Community Development Concepts and Applications in Health and Social Services
Curriculum guideline
Lecture: 4 hours/week
In this course, students engage in a variety of learning activities such as lecture, class discussions, small group work and workshops, community experiences, research, and student presentations.
Definitions and theories of community
Ecological Frameworks and System Theory
- Brofenbrenner’s Ecological Systems Theory
- Foundations of community development
Fundamental Planning Approaches in Health and Social Services Settings
- Community development as a method, practice, process, movement
- Theoretical underpinnings, applications and examples of each approach
Assets Based Community Development (ABCD)

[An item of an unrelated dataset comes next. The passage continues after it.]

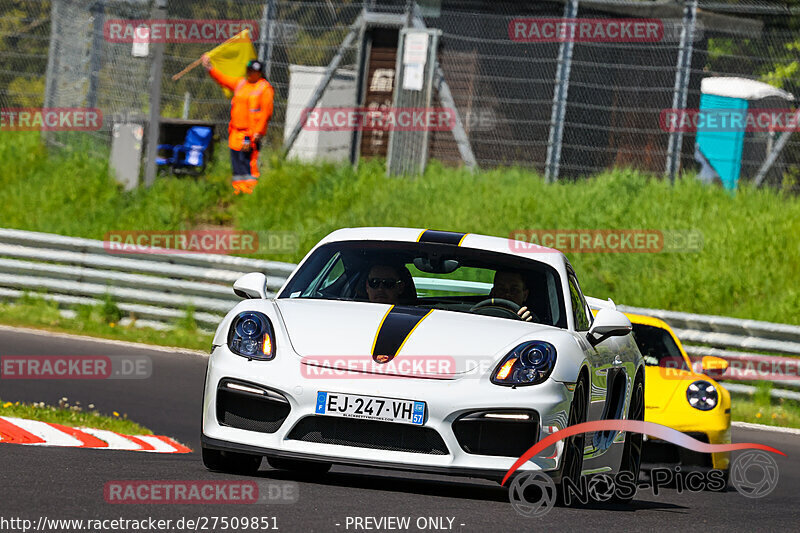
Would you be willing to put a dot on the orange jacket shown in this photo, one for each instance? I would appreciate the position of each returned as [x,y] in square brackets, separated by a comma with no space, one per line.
[251,107]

- Needs maps versus assets maps
- The role of the community developer
Understanding worldviews
- Reflexivity
- Whiteness and intersectionality
- Stigma, prejudice and discrimination
Key concepts linked to community development
- Citizenship and citizen power
- Capacity building
Community Development and Leisure, Recreation, and Therapeutic Recreation
- Community development through leisure education
- Applying community development concepts and approaches to therapeutic recreation client groups andcontexts
- Program planning, implementation, and evaluation
Upon successful completion of this course, the student will be able to:
- identify a worldview and how it influences beliefs, understandings, assumptions, and decision-making;
- understand and apply the central concepts of system theory and ecological frameworks to community organizing;
- compare and contrast definitions of community and approaches to community building;
- understand the fundamental approaches to planning and be capable of identifying them in practice;
- compare and contrast models of community development;
- describe the links between community development, recreation and therapeutic recreation;
- engage actively and appropriately with community organizations to better understand the realities of community development in various contexts.

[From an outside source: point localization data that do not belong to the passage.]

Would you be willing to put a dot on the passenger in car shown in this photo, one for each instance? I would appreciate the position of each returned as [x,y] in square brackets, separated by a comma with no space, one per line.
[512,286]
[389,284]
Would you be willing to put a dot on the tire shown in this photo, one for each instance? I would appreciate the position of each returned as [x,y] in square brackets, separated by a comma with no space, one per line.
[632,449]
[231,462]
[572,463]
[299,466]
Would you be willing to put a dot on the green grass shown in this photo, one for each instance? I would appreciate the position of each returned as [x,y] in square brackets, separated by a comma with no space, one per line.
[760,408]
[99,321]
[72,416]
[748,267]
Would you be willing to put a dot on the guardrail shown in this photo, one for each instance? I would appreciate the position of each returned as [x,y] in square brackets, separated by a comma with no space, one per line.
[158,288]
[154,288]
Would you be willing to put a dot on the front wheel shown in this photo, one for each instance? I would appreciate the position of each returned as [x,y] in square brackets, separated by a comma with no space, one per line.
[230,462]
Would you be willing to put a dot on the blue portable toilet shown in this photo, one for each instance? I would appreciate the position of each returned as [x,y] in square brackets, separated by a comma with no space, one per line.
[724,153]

Assessment will be based on course objectives and will be carried out in accordance with the Douglas College Evaluation Policy. An evaluation schedule is presented at the beginning of the course. This is a graded course.
Typical means of evaluation would include a combination of:
- Testing
- Written assignments
- Presentations
- Service-Learning project
Instructors may use a student’s record of attendance and/or level of active participation in a course as part of a student’s grade performance. Where this occurs, expectations and grade calculations regarding class attendance and participation will be clearly defined in the instructor’s course outline and allowed for in the course curriculum guideline.

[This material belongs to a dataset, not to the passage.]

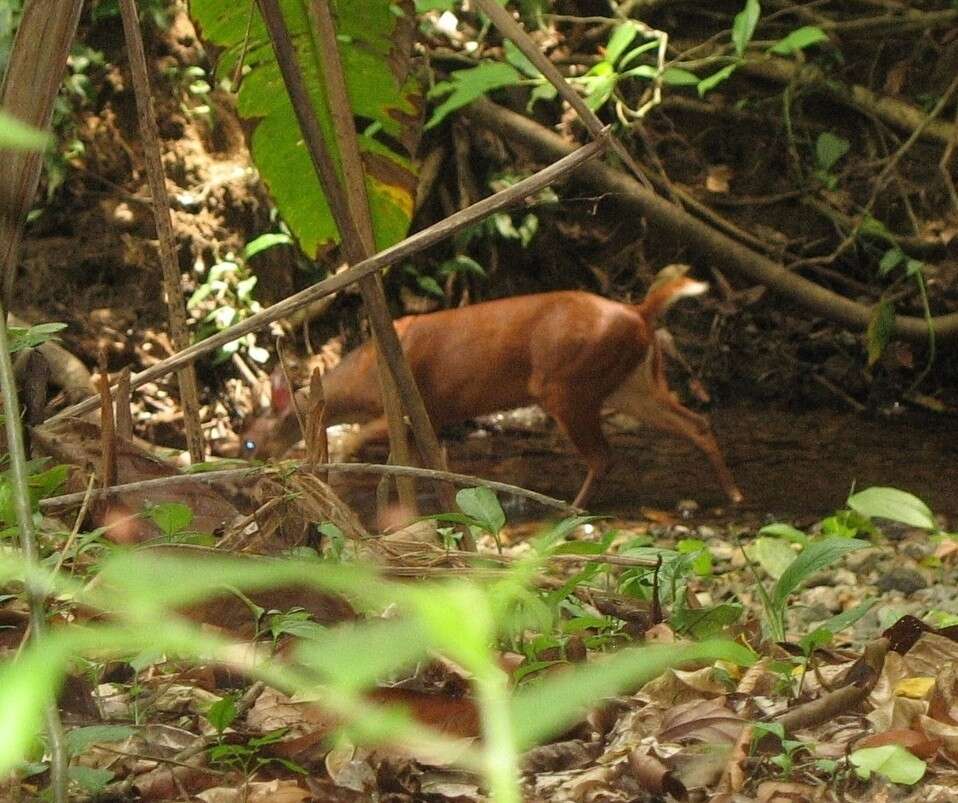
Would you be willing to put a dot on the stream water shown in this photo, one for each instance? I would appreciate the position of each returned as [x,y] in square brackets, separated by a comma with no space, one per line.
[789,465]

This course may have an assignment that has been identified as part of the TR Department Research Framework and therefore the assignment must be passed at a minimum of a C (60%) level in order for a student to achieve a C (60%) final grade in the course. Each course outline will clearly identify these research framework assignments if relevant.
All students in the Therapeutic Recreation program, both diploma and degree students, are required to attain a minimum of 60% (C letter grade) in all courses utilized for credit towards a Diploma and/or Degree in Therapeutic Recreation in order to progress in the program.
Textbooks and materials are to be purchased by students. A list of required readings and materials is provided for students at the beginning of the semester.